Женщина: А как же «Макбет», последняя сцена? Когда мы всех победим, побьем!

Затем она, очень довольная собой, ушла, даже не дослушав до конца наш ответ. Надо признать, что мы были в замешательстве, и она была этим весьма удовлетворена». Подобные реплики, направленные на демонстрацию своей компетентности весьма распространены, и очень легко могут быть спровоцированы. Но надо признать, что иногда наши эксперименты приводили и к очень необычному результату. Шедевром стала встреча с «маньяком» на балете «Спящая красавица». Встреча с маньяком в приватной атмосфере лифта, или в публичной атмосфере общественного транспорта явление уже описанное, и широко распространенное, несмотря ни на какие девиации. Но обаятельный «маньяк» на балете! Выглядел он («как и все маньяки») совершенно безобидно и ничем внешне не выделялся, поэтому, когда мы включились в очередную экспериментальную беседу с ним, нас нисколько не насторожили эти общие вопросы: «Первый ли раз мы в театре? Как нам нравится спектакль? и т.д.». Потом он пытался с нами познакомится поближе и даже воспользоваться тем самым редким «тактильным» способом презентации. Мы постарались сделать все, чтобы оставить этот разговор в рамках «легкой» беседы, на собственном опыте убедившись в наглядной пользе модального поведения, мы отвергли его все предложения. Впоследствии, наблюдая за ним, мы отметили, что таких безуспешных попыток познакомиться с одинокими девушкам он предпринял несколько. А во время действия (у него был входной билет в ложу, то есть без места) он «пристраивался» к молодым людям, сидящим на первом ряду ложи. И изображал полную непричастность при их возмущении и недоумении. После этого эпизода и родилась прозвище данного персонажа. Подобного рода перверсии очень интересно сочетаются с общей неконфликтной ситуацией публичного действа, как видим, индивиды даже с такими неординарными стратегиями практически без проблем участвуют в публичном событии, придерживаясь линии вполне модального поведения. Таким образом, мы видим, что если публичное место (т.е. театр) весьма активно регулирует внешнее, формальное, течение публичного события, то индивидуальные содержательные стратегии участников события остаются неподконтрольными театру.

                Вкратце стратегии участников можно охарактеризовать следующими тезисами:

Целью посещения Мариинского театра может являться не только просмотр спектакля, но и коммуникация с другими.

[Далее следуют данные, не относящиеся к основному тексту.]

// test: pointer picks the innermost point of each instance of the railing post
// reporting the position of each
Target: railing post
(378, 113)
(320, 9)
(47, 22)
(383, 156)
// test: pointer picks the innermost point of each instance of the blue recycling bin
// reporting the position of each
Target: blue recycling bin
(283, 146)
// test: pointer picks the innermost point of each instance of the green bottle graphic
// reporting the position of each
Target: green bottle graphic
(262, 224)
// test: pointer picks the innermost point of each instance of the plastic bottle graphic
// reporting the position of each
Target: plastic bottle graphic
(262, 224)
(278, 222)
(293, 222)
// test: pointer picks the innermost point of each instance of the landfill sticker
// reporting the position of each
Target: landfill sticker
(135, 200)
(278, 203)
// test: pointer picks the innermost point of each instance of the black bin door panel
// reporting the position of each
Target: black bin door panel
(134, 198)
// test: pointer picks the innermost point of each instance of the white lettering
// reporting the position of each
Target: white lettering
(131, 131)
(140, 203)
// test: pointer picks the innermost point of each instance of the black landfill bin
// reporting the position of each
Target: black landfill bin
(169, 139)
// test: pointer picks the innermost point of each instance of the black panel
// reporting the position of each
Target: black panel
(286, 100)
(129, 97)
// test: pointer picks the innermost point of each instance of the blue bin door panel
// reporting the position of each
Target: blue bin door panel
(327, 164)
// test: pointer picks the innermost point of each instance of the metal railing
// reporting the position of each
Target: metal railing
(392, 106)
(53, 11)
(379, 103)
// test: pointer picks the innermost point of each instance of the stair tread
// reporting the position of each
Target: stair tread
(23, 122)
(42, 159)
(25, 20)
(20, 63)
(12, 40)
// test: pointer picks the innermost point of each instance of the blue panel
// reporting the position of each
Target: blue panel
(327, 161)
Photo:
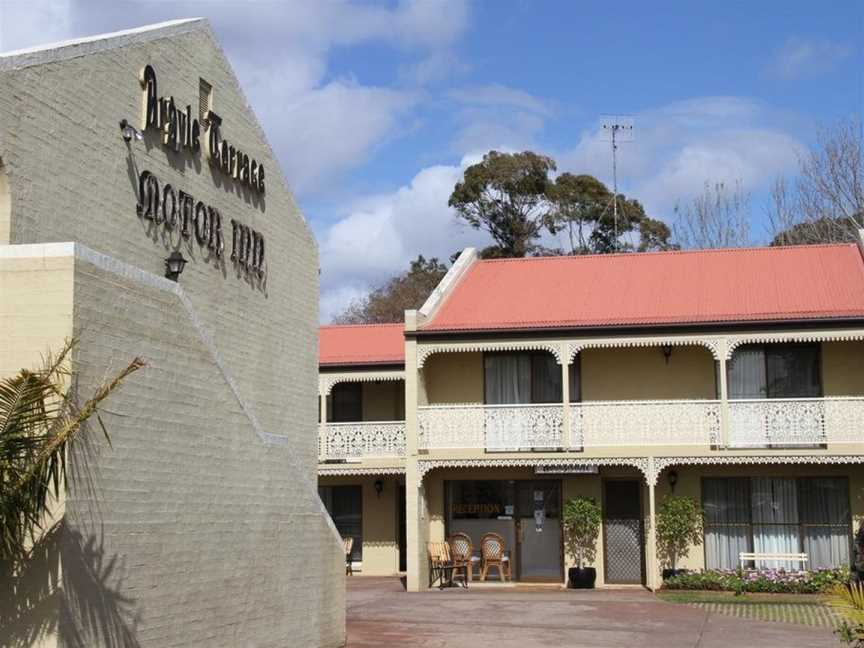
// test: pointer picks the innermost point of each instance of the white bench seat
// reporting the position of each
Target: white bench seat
(756, 556)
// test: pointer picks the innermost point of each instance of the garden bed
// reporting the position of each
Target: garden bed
(774, 581)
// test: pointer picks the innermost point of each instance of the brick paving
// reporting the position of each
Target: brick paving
(382, 615)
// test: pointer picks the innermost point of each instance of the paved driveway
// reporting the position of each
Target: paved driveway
(382, 615)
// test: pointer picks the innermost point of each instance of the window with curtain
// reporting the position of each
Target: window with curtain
(345, 506)
(824, 508)
(776, 515)
(347, 402)
(523, 378)
(775, 371)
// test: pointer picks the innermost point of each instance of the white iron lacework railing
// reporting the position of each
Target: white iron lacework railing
(493, 427)
(362, 440)
(645, 423)
(795, 421)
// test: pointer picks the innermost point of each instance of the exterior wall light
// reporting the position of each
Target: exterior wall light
(673, 479)
(667, 352)
(129, 132)
(174, 265)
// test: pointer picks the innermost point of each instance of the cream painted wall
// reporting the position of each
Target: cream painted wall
(690, 484)
(454, 378)
(381, 401)
(5, 205)
(36, 302)
(643, 374)
(35, 310)
(384, 400)
(607, 374)
(843, 368)
(380, 519)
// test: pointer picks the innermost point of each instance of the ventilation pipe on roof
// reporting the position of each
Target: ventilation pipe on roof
(458, 270)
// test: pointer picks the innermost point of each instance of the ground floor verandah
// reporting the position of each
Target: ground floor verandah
(380, 614)
(772, 508)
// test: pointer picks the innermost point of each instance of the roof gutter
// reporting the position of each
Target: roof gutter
(642, 328)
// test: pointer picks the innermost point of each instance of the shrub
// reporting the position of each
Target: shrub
(775, 581)
(582, 517)
(679, 527)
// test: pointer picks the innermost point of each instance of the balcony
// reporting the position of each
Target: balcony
(795, 422)
(361, 440)
(597, 425)
(496, 428)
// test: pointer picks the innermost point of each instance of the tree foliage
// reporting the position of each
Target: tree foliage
(38, 419)
(825, 203)
(506, 195)
(581, 517)
(719, 217)
(389, 301)
(679, 526)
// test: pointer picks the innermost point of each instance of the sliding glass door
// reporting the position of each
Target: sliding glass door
(776, 515)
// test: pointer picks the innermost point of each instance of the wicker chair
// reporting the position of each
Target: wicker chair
(462, 553)
(348, 545)
(493, 554)
(440, 564)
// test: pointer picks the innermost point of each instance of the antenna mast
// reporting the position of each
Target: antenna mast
(618, 128)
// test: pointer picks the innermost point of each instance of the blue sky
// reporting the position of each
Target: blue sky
(375, 108)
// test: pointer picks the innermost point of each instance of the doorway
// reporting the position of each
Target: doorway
(623, 554)
(525, 513)
(400, 521)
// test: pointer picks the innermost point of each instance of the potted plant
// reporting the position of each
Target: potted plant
(581, 519)
(679, 527)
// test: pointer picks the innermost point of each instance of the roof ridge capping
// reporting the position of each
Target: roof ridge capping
(635, 255)
(367, 325)
(77, 47)
(458, 270)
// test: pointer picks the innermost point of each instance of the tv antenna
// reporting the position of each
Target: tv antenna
(618, 129)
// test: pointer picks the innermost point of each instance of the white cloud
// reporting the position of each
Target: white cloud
(801, 57)
(318, 126)
(498, 117)
(25, 24)
(379, 235)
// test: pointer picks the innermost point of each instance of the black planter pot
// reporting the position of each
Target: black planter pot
(581, 577)
(671, 573)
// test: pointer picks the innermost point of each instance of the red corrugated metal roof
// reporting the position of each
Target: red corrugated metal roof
(362, 344)
(660, 288)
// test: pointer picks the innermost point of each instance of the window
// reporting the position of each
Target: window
(776, 515)
(522, 378)
(345, 506)
(347, 402)
(775, 371)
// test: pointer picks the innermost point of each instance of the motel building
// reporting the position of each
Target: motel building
(143, 213)
(732, 376)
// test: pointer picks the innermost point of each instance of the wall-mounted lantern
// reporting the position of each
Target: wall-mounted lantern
(174, 265)
(667, 352)
(129, 132)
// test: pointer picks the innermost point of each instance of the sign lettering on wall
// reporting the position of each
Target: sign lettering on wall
(180, 130)
(175, 209)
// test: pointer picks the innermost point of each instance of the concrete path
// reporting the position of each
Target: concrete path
(382, 615)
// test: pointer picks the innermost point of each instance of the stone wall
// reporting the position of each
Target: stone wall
(201, 524)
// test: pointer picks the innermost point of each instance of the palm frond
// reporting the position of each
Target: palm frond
(38, 419)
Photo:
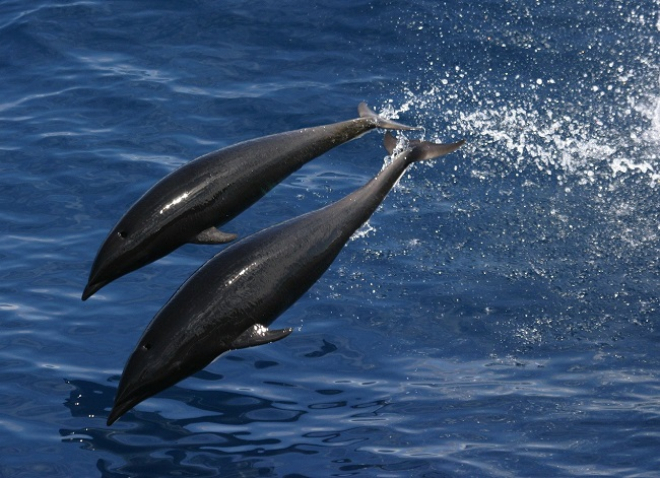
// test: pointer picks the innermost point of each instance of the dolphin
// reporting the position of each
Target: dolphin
(231, 300)
(188, 204)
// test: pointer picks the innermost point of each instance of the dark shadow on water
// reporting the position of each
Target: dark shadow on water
(151, 445)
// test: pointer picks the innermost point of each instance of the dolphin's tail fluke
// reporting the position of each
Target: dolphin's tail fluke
(379, 121)
(421, 150)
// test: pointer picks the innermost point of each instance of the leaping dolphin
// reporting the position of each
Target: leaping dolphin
(188, 204)
(232, 299)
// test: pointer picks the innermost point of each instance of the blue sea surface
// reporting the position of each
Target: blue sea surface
(496, 317)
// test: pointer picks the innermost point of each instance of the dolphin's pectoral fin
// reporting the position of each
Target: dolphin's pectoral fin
(259, 335)
(213, 236)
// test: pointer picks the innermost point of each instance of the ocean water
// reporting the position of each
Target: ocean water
(497, 317)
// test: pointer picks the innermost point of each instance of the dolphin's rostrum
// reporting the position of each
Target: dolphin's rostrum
(232, 299)
(188, 204)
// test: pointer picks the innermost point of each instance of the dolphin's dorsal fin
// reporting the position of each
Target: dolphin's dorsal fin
(213, 236)
(259, 335)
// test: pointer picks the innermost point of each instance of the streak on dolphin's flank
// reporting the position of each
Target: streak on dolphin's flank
(232, 299)
(188, 204)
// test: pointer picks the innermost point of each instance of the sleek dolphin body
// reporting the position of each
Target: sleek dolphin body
(188, 204)
(232, 299)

Это замечание в большей степени относится к посетителям балета, для которых, по словам экспертов (работников театра), посещение театра является скорее лишь одним из способов проведения досуга. Билетеры и гардеробщики также отмечали свойственные данной категории публики вопросы: «А что сегодня, опера или балет?». Состав балетной публики в первую очередь определяется популярностью самого жанра. В отличие от балета опера считается более сложным жанром, и поэтому, как утверждают работники театра, оперная публика в большей степени состоит из театралов. Публика на балете часто исполняет роль «светских львов и львиц», она достаточно разнообразна, о чем можно судить по широкому спектру практик презентации. Можно говорить о демонстративном характере публичного поведения данной категории публики, а также о том, что одной из главных целей посещения театра для них является потребление общественного внимания и возможность демонстрации своего социального статуса.

Одним из самых излюбленных событий «светских львов и львиц» является премьера, которая представляет собой театральный продукт особого рода. Многие наши информанты, включенные в процесс производства театральных продуктов, говорили о том, что зачастую качество спектакля-премьеры не является основной целью театра. Художественных руководителей порой просто принуждают «делать спектакль в срок» в независимости от того, насколько сами спектакли можно считать готовыми. Популярность премьер во многом диктует подобную политику театра: чем больше премьер - тем лучше, тем больше театр заработает. Действительно, сегодня премьера является наиболее востребованным театральным продуктом, о чем, можно судить по количеству посетителей. Никогда еще Мариинский театр не бывал так заполнен, как на премьерах. С другой стороны, «заезженные» спектакли (программные) собирают  все меньше и меньше публики. К категории малопосещаемых спектаклей можно также отнести и утренники.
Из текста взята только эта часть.